Dem künstlichen Nashville-Sound mit der Fliesbandproduktion
kehrte er damit endgültig den Rücken. Neben Willie
Nelson und Waylon Jennings galt Cash schon immer als Wegbereiter
einer "alternativen" Country-Szene - nicht zuletzt
wegen seines Engagements für sozial Unterprivilegierte.

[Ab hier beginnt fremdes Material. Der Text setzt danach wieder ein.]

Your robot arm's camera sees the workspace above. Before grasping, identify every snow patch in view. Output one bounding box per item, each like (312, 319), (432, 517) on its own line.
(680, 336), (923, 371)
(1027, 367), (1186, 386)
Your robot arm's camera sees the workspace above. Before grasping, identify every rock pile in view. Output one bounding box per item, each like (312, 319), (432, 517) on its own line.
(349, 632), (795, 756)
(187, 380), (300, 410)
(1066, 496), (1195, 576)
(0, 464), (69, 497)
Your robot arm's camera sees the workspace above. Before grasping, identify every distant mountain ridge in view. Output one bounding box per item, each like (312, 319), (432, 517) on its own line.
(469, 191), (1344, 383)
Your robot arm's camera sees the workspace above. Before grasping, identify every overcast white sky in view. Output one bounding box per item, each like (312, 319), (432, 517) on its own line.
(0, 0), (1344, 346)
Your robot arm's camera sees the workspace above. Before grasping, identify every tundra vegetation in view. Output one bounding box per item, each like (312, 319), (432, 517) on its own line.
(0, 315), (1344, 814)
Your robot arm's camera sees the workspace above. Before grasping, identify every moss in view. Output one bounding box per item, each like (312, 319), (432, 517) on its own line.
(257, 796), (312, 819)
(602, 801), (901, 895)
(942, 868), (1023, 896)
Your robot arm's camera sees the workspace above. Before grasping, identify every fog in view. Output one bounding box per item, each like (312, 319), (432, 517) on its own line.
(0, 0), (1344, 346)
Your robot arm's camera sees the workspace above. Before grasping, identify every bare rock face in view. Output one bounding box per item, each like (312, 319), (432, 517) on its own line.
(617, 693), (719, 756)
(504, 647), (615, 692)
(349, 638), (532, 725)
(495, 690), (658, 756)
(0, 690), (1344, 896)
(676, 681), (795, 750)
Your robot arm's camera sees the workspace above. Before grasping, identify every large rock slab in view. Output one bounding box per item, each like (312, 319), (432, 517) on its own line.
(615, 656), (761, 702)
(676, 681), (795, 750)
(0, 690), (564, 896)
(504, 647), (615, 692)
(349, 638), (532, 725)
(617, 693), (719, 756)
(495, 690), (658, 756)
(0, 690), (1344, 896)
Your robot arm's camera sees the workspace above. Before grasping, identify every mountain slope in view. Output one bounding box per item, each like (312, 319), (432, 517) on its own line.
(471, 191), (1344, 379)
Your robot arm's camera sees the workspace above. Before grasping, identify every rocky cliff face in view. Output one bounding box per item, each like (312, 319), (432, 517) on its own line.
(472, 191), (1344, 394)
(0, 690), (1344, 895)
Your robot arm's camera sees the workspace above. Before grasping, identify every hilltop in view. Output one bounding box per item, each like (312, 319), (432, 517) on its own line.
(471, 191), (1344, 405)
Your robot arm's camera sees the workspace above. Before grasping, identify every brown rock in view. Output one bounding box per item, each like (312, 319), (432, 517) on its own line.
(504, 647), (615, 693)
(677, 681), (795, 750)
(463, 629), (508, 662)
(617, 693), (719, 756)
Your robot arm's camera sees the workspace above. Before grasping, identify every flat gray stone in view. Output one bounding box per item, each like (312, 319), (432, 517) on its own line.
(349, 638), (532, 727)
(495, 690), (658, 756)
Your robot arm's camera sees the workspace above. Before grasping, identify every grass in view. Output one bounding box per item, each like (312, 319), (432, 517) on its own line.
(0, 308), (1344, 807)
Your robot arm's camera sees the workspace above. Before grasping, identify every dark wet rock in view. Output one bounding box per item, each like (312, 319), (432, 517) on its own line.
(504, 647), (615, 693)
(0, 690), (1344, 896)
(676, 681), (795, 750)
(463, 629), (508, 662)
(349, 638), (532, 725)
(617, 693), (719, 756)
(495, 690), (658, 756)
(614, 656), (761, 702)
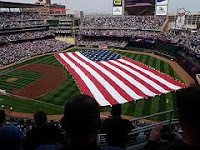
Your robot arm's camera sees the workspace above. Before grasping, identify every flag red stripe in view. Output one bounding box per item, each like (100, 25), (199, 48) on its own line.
(116, 60), (173, 91)
(124, 58), (186, 88)
(64, 54), (118, 105)
(108, 61), (162, 95)
(73, 53), (137, 101)
(55, 54), (94, 97)
(98, 63), (148, 98)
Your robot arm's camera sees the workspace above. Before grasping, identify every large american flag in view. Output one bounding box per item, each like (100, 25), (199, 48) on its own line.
(55, 50), (186, 106)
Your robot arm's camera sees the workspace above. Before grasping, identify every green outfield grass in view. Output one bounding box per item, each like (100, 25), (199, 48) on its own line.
(0, 50), (183, 120)
(0, 70), (44, 92)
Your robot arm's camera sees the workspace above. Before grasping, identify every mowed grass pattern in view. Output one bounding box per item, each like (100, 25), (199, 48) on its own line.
(0, 70), (44, 92)
(0, 50), (182, 117)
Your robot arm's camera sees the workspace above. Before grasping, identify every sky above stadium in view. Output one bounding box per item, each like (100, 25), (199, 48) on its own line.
(2, 0), (200, 14)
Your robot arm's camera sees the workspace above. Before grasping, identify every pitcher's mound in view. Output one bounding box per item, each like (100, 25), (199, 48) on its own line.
(5, 78), (18, 83)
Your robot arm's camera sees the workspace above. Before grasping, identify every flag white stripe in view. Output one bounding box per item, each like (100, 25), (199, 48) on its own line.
(118, 59), (181, 90)
(59, 53), (111, 106)
(67, 53), (127, 104)
(101, 62), (156, 97)
(111, 61), (169, 93)
(76, 52), (143, 99)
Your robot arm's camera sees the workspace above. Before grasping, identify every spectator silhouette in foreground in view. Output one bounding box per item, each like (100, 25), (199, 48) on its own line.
(101, 105), (134, 149)
(0, 110), (24, 150)
(37, 95), (120, 150)
(144, 87), (200, 150)
(25, 111), (62, 150)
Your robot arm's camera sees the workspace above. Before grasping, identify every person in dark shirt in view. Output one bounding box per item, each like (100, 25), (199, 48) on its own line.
(25, 111), (62, 150)
(144, 87), (200, 150)
(0, 110), (24, 150)
(101, 105), (134, 148)
(36, 94), (121, 150)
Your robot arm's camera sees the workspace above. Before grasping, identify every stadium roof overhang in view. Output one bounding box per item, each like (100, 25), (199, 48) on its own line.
(0, 1), (44, 8)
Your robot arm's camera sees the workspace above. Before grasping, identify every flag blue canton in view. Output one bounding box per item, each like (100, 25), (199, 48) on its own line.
(80, 50), (122, 61)
(157, 0), (166, 3)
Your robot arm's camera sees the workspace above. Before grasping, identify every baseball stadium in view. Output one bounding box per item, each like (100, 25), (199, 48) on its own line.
(0, 0), (200, 150)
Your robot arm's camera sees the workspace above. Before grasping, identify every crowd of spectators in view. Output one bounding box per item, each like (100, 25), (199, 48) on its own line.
(4, 30), (55, 41)
(81, 16), (166, 30)
(78, 29), (200, 58)
(77, 38), (128, 48)
(0, 12), (45, 29)
(0, 39), (69, 67)
(0, 87), (200, 150)
(0, 12), (41, 22)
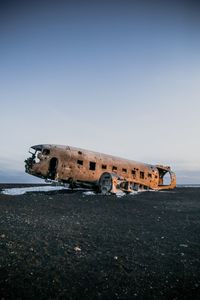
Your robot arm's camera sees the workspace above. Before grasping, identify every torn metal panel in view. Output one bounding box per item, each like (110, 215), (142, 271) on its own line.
(25, 144), (176, 193)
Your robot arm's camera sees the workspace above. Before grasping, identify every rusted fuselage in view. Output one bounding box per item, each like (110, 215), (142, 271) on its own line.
(25, 144), (176, 193)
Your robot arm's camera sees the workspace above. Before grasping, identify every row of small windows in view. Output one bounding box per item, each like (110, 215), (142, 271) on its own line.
(77, 159), (152, 179)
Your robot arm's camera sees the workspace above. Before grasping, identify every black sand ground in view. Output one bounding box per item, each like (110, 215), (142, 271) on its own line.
(0, 186), (200, 300)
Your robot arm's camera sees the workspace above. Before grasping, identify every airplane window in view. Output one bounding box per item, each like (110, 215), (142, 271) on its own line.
(89, 161), (96, 171)
(42, 149), (50, 155)
(140, 172), (144, 179)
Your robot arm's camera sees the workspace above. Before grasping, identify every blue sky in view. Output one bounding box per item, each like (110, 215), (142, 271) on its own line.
(0, 1), (200, 183)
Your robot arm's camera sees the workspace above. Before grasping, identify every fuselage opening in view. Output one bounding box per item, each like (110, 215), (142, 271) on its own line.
(48, 157), (58, 180)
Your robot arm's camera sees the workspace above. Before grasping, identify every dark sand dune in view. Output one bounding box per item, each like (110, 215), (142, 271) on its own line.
(0, 186), (200, 300)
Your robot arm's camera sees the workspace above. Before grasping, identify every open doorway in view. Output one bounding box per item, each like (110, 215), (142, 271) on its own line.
(48, 157), (58, 180)
(158, 168), (172, 186)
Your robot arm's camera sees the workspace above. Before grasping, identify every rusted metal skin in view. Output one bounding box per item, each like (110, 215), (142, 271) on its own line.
(25, 144), (176, 193)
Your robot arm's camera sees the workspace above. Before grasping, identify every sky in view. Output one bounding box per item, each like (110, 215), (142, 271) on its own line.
(0, 0), (200, 184)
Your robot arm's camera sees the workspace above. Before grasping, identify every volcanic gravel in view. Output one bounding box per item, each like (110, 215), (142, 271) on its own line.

In den 90er Jahren schaffte der Sänger mit der charakteristischen
rauen Stimme nach mehrjähriger Funkstille ein glänzendes
Comeback: Die junge Rock-Generation hat Johnny Cash für
sich entdeckt.
The Cocaine Blues
Weniger gut hatte er zeitweise seinen Verbrauch beruhigender
und aufputschender Pillen im Griff.1965 geriet er wegen Drogenschmuggels
nach Mexiko ernsthaft in Schwierigkeiten und wurde verurteilt.

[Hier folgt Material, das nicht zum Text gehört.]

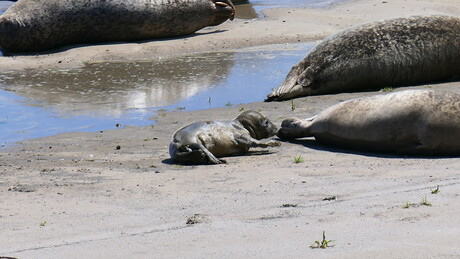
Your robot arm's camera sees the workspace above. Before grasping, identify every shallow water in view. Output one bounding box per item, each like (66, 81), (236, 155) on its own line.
(236, 0), (343, 19)
(0, 44), (313, 145)
(0, 0), (330, 146)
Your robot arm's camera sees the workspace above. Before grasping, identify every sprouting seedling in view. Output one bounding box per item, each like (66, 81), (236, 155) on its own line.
(403, 201), (414, 209)
(310, 231), (334, 249)
(420, 196), (431, 207)
(294, 156), (303, 164)
(380, 87), (395, 92)
(430, 185), (441, 194)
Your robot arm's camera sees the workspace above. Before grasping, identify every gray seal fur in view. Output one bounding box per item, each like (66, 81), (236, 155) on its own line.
(0, 0), (235, 52)
(278, 90), (460, 155)
(169, 111), (281, 164)
(266, 15), (460, 101)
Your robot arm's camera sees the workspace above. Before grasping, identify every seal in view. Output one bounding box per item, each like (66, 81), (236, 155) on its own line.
(266, 15), (460, 101)
(278, 90), (460, 155)
(169, 110), (281, 164)
(0, 0), (235, 52)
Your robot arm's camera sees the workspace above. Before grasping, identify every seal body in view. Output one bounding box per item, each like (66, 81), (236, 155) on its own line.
(0, 0), (234, 52)
(278, 90), (460, 155)
(266, 15), (460, 101)
(169, 111), (280, 164)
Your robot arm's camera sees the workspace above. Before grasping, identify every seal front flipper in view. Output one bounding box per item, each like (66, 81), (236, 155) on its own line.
(169, 143), (225, 164)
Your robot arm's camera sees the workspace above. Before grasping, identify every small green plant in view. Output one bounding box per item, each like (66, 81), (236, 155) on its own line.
(380, 87), (395, 92)
(420, 196), (431, 207)
(430, 185), (441, 194)
(294, 156), (303, 164)
(291, 99), (295, 111)
(310, 231), (334, 249)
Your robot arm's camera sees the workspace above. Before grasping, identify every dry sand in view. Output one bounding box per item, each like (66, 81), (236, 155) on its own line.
(0, 0), (460, 258)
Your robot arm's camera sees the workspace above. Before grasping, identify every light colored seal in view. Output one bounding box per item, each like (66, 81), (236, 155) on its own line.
(169, 111), (281, 164)
(278, 90), (460, 155)
(0, 0), (235, 52)
(266, 15), (460, 101)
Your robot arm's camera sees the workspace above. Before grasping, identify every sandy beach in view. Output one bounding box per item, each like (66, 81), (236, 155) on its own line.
(0, 0), (460, 258)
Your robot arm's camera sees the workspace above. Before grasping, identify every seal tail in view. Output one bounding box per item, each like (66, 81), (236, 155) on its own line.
(277, 116), (316, 139)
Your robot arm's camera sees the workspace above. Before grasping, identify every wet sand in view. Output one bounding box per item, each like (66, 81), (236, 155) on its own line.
(0, 0), (460, 258)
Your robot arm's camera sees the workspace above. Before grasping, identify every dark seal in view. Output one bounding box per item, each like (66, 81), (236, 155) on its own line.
(266, 15), (460, 101)
(0, 0), (235, 52)
(169, 111), (280, 164)
(278, 90), (460, 155)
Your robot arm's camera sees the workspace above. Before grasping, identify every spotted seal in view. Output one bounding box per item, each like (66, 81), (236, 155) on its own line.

Nach einer Beinahe-Überdosis und einem schweren Autounfall
ließ sich seine Frau von ihm scheiden, was Johnny Cash
noch tiefer in die Depression stürzte.
Gemeinsam mit seinem Nashville-Kumpanen, dem Sänger
und Songschreiber Waylon Jennings, durchlebte er danach einen
Tiefpunkt seiner Karriere. Aber er traf in Nashville auch
June Carter, seine spätere Ehefrau und Muse, die ihn
von den Drogen wegzerrte, zum Christentum brachte und bis
zu ihrem Tode am 15. Mai 2003 der wichtigste Mensch in seinem
Leben war.
Sie half ihm auch, die schweren Krankheiten zu meistern,
die ihn in den vergangenen Jahren quälten: Sechs Operationen
wegen Bronchitis und Lungenentzündungen musste Cash seit
1998 überstehen, dazu litt er unter einer schweren, zu
Lähmungen führenden Nervenkrankheit.
Neuer Erfolg mit Rick Rubin
Es war der Starproduzent und Hip-Hop-Guru Rick Rubin (Beastie
Boys, Run D.M.C.), der ihm 1994 zum neuen Erfolg verhalf.

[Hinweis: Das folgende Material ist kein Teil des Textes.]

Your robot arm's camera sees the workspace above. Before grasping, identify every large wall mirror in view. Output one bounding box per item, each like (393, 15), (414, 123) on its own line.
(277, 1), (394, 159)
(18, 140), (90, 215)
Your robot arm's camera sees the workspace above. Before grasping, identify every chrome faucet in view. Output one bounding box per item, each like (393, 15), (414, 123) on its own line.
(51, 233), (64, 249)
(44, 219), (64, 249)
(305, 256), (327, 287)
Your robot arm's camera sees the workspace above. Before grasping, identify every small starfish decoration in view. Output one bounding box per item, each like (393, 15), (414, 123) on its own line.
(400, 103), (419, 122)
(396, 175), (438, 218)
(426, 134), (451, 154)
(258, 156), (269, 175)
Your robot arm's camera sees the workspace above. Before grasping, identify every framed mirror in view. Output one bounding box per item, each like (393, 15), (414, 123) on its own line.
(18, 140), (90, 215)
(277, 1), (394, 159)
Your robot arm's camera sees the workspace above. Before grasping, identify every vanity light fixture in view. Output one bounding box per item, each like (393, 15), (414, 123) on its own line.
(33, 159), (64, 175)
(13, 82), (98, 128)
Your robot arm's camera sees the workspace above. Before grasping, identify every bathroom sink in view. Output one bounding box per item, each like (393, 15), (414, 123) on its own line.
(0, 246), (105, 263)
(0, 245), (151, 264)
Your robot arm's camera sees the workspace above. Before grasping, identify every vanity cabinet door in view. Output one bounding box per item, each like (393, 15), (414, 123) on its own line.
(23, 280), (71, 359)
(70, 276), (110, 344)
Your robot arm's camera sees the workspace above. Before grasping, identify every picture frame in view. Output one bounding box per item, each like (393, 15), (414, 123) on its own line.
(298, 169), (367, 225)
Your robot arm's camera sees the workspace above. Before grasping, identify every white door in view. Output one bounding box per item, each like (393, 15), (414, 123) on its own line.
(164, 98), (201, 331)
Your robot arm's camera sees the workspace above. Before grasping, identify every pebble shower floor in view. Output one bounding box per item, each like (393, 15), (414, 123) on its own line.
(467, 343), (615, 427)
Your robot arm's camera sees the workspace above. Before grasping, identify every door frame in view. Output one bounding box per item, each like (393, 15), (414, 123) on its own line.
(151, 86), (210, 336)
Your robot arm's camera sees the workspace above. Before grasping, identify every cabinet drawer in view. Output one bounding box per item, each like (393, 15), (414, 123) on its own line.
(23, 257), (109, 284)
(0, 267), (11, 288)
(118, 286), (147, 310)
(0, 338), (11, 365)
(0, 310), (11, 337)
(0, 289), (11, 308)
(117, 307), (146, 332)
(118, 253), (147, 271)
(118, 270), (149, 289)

Mit ihm produzierte Cash seither die vier viel beachteten
Alben der "American"-Serie ("American Recordings"
1994, "Unchained" 1996, "Solitary Man"
2000 und "The Man Comes Around" 2002), die allesamt
mit Auszeichnungen überhäuft wurden.
Notiz
Quentin Tarantino schrieb über die auf "Murder"
versammelten Balladen: "In einem Land, das glaubt vom
Rassenkonflikt gespalten zu werden, obwohl es um wirtschaftliche
Klüfte geht, treffen Johnny Cashs Lieder vom Hillbilly-Banditen
mitten ins Herz der amerikanischen Unterschicht. Ich habe
mich schon oft gefragt, ob die Gangsta Rapper wissen, dass
sich ihre Reime von Johnny Cashs Geschichten über Hinterwäldler
kaum unterscheiden."
Bis zuletzt im Studio
Wegen seiner angeschlagenen Gesundheit gab Cash in den vergangenen
Jahren keine Konzerte mehr, arbeitete aber bis zuletzt intensiv
im Plattenstudio.
Um die Weihnachtszeit soll eine CD-Box mit bisher unveröffentlichtem
Material erscheinen, das der 71-Jährige im Laufe der
vergangenen zehn Jahre zusammen mit Rubin aufgenommen hat.